You know there’s probably something a bit quixotic about the crusade to warn of an eventual blowup in the high yield ETF space. I’ve been railing against those products for years – long before Heisenberg was Heisenberg.

The blowup of the short vol. ETPs reignited the debate and there’s certainly a sense in which the wipeout of the Seth Golden crowd seemed to presage something – although what that “something” is isn’t yet clear.

The obvious conclusion to draw is that to the extent damn near everything has become an expression of the increasingly ubiquitous short vol. trade, XIV and SVXY were just the tip of the proverbial iceberg. But that’s kind of an endless regression. I mean, don’t get me wrong, I’ve been predisposed to shrieking about things that represent “implicit” short vol. strategies, but the waterfall effect doesn’t affect all of those strategies equally and if you’re not careful, you can wind up in the crowd that spends their time penning short vol. manifestos that read like Revelations.

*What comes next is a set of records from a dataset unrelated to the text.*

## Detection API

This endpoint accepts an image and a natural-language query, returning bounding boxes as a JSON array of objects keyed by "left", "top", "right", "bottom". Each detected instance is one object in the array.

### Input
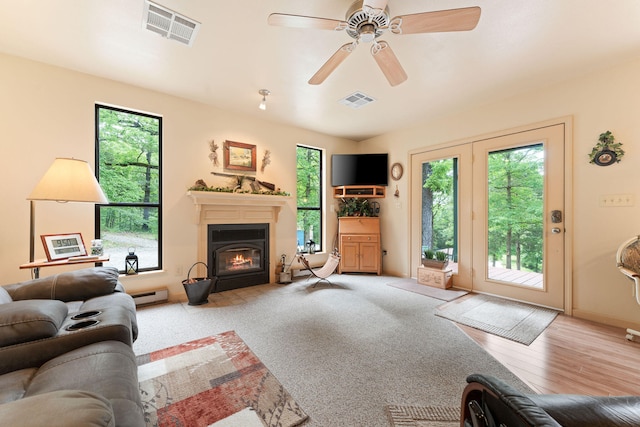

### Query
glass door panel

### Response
[
  {"left": 410, "top": 144, "right": 472, "bottom": 289},
  {"left": 472, "top": 124, "right": 564, "bottom": 309},
  {"left": 486, "top": 143, "right": 544, "bottom": 289}
]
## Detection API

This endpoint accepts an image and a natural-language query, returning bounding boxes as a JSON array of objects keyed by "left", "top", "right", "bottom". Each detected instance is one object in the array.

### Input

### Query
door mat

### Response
[{"left": 435, "top": 294, "right": 559, "bottom": 345}]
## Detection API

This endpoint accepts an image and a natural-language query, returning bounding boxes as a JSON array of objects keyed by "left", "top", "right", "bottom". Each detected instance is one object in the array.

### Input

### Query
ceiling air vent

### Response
[
  {"left": 142, "top": 0, "right": 200, "bottom": 46},
  {"left": 338, "top": 92, "right": 375, "bottom": 110}
]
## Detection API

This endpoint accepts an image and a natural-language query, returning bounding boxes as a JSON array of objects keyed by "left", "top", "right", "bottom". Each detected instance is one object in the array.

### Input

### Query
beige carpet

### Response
[
  {"left": 436, "top": 294, "right": 559, "bottom": 345},
  {"left": 387, "top": 405, "right": 460, "bottom": 427},
  {"left": 137, "top": 331, "right": 307, "bottom": 427},
  {"left": 387, "top": 279, "right": 468, "bottom": 301}
]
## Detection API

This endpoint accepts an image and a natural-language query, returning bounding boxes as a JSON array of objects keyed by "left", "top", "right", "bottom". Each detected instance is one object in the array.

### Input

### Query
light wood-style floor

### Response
[{"left": 458, "top": 300, "right": 640, "bottom": 396}]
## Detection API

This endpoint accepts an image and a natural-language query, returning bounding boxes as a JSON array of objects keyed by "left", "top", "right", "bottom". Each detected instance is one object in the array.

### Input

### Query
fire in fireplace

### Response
[{"left": 207, "top": 224, "right": 269, "bottom": 292}]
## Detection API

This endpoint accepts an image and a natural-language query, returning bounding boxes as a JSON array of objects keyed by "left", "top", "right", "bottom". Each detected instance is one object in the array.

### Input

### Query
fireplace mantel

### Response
[
  {"left": 187, "top": 191, "right": 291, "bottom": 282},
  {"left": 187, "top": 191, "right": 291, "bottom": 224}
]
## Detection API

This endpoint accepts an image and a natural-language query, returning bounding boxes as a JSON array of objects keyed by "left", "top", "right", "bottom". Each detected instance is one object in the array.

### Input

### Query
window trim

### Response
[
  {"left": 296, "top": 144, "right": 326, "bottom": 253},
  {"left": 94, "top": 103, "right": 164, "bottom": 273}
]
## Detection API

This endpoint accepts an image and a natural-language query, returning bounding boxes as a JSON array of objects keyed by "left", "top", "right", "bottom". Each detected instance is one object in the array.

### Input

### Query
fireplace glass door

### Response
[{"left": 216, "top": 245, "right": 262, "bottom": 276}]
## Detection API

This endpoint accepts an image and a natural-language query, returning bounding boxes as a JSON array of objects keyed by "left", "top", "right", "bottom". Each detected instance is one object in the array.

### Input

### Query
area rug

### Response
[
  {"left": 386, "top": 405, "right": 460, "bottom": 427},
  {"left": 387, "top": 279, "right": 468, "bottom": 301},
  {"left": 436, "top": 294, "right": 559, "bottom": 345},
  {"left": 137, "top": 331, "right": 307, "bottom": 427}
]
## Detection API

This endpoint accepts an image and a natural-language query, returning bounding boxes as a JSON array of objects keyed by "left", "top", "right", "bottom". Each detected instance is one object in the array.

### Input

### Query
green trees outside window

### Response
[
  {"left": 95, "top": 105, "right": 162, "bottom": 271},
  {"left": 421, "top": 144, "right": 544, "bottom": 273},
  {"left": 296, "top": 145, "right": 323, "bottom": 252}
]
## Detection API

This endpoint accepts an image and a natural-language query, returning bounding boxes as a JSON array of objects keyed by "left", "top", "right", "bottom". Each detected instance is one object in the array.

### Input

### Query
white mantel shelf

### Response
[{"left": 187, "top": 191, "right": 291, "bottom": 224}]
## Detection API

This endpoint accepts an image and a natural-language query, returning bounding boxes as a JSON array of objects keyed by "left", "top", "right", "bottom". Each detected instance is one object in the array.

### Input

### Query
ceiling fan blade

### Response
[
  {"left": 309, "top": 43, "right": 355, "bottom": 85},
  {"left": 371, "top": 40, "right": 407, "bottom": 86},
  {"left": 267, "top": 13, "right": 349, "bottom": 31},
  {"left": 389, "top": 6, "right": 480, "bottom": 34}
]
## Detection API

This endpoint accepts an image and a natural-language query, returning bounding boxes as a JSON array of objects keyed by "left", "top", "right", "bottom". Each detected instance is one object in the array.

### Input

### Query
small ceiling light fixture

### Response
[{"left": 258, "top": 89, "right": 271, "bottom": 111}]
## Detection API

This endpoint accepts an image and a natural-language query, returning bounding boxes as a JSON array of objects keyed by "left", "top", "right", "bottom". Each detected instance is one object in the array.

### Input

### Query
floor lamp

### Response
[{"left": 27, "top": 157, "right": 109, "bottom": 262}]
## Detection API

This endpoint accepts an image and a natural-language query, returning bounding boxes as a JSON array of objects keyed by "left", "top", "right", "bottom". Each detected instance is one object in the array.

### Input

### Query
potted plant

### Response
[
  {"left": 338, "top": 197, "right": 373, "bottom": 217},
  {"left": 422, "top": 248, "right": 449, "bottom": 270}
]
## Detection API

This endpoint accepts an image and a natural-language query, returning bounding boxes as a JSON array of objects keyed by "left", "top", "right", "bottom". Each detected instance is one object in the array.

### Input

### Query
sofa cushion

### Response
[
  {"left": 0, "top": 300, "right": 67, "bottom": 347},
  {"left": 0, "top": 287, "right": 13, "bottom": 304},
  {"left": 0, "top": 368, "right": 37, "bottom": 404},
  {"left": 4, "top": 267, "right": 119, "bottom": 302},
  {"left": 25, "top": 341, "right": 144, "bottom": 426},
  {"left": 0, "top": 390, "right": 115, "bottom": 427}
]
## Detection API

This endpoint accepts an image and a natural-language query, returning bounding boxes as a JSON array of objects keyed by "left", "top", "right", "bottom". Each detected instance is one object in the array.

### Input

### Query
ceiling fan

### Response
[{"left": 267, "top": 0, "right": 480, "bottom": 86}]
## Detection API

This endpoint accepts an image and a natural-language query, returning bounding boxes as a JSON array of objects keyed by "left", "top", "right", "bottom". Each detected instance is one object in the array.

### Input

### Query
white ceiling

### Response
[{"left": 0, "top": 0, "right": 640, "bottom": 140}]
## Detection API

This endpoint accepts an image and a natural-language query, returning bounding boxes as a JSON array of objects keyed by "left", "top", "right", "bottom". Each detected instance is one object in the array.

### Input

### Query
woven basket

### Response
[{"left": 182, "top": 262, "right": 218, "bottom": 305}]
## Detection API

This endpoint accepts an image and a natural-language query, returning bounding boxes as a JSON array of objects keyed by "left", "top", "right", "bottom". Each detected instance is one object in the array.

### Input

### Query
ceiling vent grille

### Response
[
  {"left": 338, "top": 92, "right": 375, "bottom": 110},
  {"left": 142, "top": 0, "right": 200, "bottom": 46}
]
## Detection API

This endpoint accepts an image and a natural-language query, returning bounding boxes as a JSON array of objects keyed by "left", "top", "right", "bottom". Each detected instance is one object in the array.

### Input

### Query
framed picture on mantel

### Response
[
  {"left": 40, "top": 233, "right": 87, "bottom": 262},
  {"left": 224, "top": 141, "right": 256, "bottom": 172}
]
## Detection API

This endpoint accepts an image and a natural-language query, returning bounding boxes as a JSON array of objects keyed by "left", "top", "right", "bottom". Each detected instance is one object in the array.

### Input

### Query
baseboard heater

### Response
[{"left": 131, "top": 289, "right": 169, "bottom": 306}]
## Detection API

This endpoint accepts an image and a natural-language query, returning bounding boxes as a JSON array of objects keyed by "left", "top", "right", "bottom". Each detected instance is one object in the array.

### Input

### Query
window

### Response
[
  {"left": 296, "top": 145, "right": 323, "bottom": 252},
  {"left": 95, "top": 105, "right": 162, "bottom": 272}
]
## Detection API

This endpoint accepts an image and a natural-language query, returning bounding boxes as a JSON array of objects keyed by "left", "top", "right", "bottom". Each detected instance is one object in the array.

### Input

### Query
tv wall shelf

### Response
[{"left": 333, "top": 185, "right": 386, "bottom": 199}]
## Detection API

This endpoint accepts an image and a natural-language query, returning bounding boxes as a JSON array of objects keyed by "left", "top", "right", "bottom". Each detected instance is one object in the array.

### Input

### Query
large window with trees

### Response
[
  {"left": 296, "top": 145, "right": 323, "bottom": 252},
  {"left": 95, "top": 105, "right": 162, "bottom": 271}
]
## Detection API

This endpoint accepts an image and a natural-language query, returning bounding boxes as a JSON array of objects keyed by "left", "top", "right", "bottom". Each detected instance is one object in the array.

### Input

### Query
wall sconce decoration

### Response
[
  {"left": 209, "top": 139, "right": 219, "bottom": 167},
  {"left": 589, "top": 131, "right": 624, "bottom": 166},
  {"left": 260, "top": 150, "right": 271, "bottom": 172},
  {"left": 258, "top": 89, "right": 271, "bottom": 111},
  {"left": 124, "top": 248, "right": 138, "bottom": 275}
]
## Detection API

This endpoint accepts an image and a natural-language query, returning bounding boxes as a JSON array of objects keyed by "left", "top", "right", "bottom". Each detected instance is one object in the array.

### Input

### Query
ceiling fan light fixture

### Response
[
  {"left": 359, "top": 24, "right": 376, "bottom": 43},
  {"left": 258, "top": 89, "right": 271, "bottom": 111}
]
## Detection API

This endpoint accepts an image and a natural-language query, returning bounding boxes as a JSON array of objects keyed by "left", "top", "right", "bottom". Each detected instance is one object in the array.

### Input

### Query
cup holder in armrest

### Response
[
  {"left": 71, "top": 310, "right": 102, "bottom": 320},
  {"left": 65, "top": 319, "right": 100, "bottom": 331}
]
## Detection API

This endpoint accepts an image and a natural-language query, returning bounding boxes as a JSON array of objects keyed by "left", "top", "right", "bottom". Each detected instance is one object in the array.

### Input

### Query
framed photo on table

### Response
[
  {"left": 40, "top": 233, "right": 87, "bottom": 262},
  {"left": 224, "top": 141, "right": 256, "bottom": 172}
]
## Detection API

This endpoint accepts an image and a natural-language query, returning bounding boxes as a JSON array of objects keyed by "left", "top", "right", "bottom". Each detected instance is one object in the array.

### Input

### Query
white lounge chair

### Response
[{"left": 298, "top": 253, "right": 340, "bottom": 288}]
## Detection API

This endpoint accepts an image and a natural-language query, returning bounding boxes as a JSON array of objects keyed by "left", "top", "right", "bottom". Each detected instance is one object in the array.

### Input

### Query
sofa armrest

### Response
[
  {"left": 0, "top": 300, "right": 67, "bottom": 347},
  {"left": 531, "top": 394, "right": 640, "bottom": 427},
  {"left": 461, "top": 374, "right": 561, "bottom": 427},
  {"left": 0, "top": 390, "right": 116, "bottom": 427},
  {"left": 4, "top": 267, "right": 119, "bottom": 302}
]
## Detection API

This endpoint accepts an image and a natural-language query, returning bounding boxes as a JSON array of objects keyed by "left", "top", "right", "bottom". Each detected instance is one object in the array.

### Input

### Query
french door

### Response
[{"left": 411, "top": 124, "right": 565, "bottom": 309}]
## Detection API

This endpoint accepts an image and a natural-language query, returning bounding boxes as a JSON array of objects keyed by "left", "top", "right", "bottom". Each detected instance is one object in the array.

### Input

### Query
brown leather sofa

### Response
[
  {"left": 460, "top": 374, "right": 640, "bottom": 427},
  {"left": 0, "top": 267, "right": 144, "bottom": 426}
]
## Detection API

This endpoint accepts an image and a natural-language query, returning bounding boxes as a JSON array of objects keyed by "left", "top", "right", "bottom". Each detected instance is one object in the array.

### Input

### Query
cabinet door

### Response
[
  {"left": 340, "top": 241, "right": 360, "bottom": 271},
  {"left": 360, "top": 243, "right": 380, "bottom": 273}
]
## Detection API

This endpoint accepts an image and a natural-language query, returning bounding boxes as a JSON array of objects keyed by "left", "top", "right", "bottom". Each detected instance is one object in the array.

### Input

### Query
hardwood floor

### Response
[{"left": 458, "top": 308, "right": 640, "bottom": 396}]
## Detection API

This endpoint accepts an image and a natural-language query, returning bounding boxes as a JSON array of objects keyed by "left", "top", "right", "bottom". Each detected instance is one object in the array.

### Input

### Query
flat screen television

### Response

When I talk about the high yield ETF space, I generally focus on the underlying liquidity mismatch which, to me, looks incontrovertible. Howard Marks and Carl Icahn have variously maligned the same structural problem. I have yet to read a refutation of those criticisms that doesn’t essentially beg the question by positing some semblance of benign market conditions. You cannot promise intraday liquidity against a basket of relatively illiquid assets. It’s philosophically impossible. Obviously, it can work for a while (and theoretically indefinitely) by way of an intervening mechanism that allows participants to arb away disconnects. But if that arb relies on people not being in panic mode or being otherwise willing to catch falling knives, well then it stands to reason that in a pinch, the intervening mechanism that allows for the transformation of illiquid assets into ETF units with intraday liquidity will cease to function and at that point, the ETF is only as liquid as the assets it represents.